The Progressive Era War on Vice: Public Health Consequences of Closing Red-Light Districts (R&R Journal of Economic History)
Abstract

In the late 1800s, local leaders in the United States established red-light districts to confine prostitution within cities. Progressive Era reformers began lobbying against this policy, arguing they made health and crime worse, which precipitated the closure of these districts in the 1910s. This paper assesses the public health consequences of closing red-light districts using city-level mortality statistics. I find that infant mortality increased by approximately 7% after closure. Congenital syphilis was a significant problem during the period, and this finding is consistent with increased syphilis transmission. Overall, the results suggest the public health concerns raised by reformers were overstated.


How Successful Public Health Interventions Fail: Regulating Prostitution in Nineteenth-Century Britain (Submitted)
With Walker Hanlon.
Abstract

Public health interventions often involve a trade-off between improving health and protecting individual rights. We study this trade-off in a high-stakes setting: prostitution regulations aimed at reducing the spread of sexually transmitted infections (STIs) in Victorian Britain. These regulations, known as the Contagious Disease Acts (CDAs), introduced a system of registration of sex workers, compulsory medical inspections, and the involuntary confinement of infected workers, in a legal market for sex. The first part of our analysis shows that the CDAs led to substantial public health improvements. However, despite their effectiveness, the CDAs were ultimately repealed. The second part of our study examines the causes of this repeal. We show that repeal was driven by concerns about the violation of the basic rights of sex workers and unequal treatment relative to men who purchased sex. These findings emphasize that the success of a public health intervention depends not only on its effectiveness as a sanitary measure but also on how the costs of the regulation are distributed.

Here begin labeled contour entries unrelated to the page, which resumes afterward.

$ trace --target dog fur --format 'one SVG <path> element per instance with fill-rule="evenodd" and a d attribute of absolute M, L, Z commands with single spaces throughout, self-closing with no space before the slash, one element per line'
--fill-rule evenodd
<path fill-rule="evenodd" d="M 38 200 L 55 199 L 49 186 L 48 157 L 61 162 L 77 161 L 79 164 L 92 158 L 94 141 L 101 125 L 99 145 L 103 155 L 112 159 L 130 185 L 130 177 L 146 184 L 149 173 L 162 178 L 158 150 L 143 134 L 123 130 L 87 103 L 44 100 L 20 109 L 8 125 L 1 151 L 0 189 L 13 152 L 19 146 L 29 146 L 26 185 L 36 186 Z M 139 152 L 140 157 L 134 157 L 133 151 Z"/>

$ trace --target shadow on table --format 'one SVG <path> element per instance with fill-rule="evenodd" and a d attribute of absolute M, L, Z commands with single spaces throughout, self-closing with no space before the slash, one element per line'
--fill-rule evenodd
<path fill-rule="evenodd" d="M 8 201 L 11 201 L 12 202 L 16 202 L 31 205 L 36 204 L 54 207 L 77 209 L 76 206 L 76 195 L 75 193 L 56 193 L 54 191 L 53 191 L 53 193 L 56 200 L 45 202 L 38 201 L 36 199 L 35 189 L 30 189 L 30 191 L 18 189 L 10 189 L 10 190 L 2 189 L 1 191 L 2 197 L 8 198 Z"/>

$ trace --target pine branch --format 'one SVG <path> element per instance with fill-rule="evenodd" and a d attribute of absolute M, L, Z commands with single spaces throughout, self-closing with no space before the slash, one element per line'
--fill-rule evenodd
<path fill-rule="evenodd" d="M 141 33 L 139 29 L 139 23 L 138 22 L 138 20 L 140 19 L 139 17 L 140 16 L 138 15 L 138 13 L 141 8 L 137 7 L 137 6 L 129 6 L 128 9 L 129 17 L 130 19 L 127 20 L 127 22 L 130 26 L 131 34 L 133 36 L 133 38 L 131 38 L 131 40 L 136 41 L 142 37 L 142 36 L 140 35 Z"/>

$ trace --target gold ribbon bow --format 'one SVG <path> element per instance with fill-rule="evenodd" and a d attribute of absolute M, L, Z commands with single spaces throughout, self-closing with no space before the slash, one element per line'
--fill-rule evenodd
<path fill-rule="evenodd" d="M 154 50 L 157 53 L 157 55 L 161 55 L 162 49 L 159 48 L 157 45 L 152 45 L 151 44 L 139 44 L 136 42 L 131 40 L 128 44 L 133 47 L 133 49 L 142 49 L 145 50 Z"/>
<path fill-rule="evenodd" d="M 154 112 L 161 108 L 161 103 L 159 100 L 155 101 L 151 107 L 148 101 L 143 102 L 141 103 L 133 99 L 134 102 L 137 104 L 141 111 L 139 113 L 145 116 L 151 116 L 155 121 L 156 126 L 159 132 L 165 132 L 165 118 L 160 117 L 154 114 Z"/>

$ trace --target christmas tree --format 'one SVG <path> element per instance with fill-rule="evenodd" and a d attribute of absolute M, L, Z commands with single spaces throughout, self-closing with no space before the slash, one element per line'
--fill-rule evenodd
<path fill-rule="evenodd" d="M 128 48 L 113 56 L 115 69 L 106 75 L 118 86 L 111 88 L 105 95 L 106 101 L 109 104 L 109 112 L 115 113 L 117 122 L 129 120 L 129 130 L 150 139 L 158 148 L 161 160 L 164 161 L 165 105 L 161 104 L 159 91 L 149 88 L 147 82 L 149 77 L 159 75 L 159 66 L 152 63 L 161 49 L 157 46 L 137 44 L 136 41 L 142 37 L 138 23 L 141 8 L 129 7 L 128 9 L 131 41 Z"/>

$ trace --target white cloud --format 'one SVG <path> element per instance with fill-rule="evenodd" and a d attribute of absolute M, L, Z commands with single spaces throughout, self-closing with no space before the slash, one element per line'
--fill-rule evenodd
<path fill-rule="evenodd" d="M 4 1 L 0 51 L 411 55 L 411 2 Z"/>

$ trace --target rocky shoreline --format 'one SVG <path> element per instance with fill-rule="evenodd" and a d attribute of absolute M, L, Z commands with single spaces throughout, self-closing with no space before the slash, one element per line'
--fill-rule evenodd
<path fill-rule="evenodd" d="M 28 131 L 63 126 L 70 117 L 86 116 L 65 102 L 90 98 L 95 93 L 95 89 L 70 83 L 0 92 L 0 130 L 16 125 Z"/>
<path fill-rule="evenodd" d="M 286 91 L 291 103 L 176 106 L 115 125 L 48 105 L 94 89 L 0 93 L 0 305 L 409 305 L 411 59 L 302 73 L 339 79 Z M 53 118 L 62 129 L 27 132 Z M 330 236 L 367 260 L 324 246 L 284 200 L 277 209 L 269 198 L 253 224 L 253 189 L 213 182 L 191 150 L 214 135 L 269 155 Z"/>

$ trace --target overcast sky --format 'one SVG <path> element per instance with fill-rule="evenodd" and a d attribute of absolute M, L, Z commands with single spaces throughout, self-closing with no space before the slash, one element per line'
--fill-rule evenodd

Technology Adoption and Career Concerns: Evidence from the Adoption of Digital Technology in Motion Pictures (Submitted)
With Filippo Mezzanotti and Avri Ravid.
Abstract

This paper studies the impact of career concerns on technological change by analyzing the adoption of digital cinematography in the US motion picture industry. This setting allows us to collect rich data on the adoption of this new technology at the project-level (i.e., movie) as well as on the career of the main decision maker (i.e., director). We find that early career directors played a leading role in the adoption of digital technology and that this effect appears to be explained by career concerns, rather than alternative motives we consider and analyze. Technological savvy also plays a role.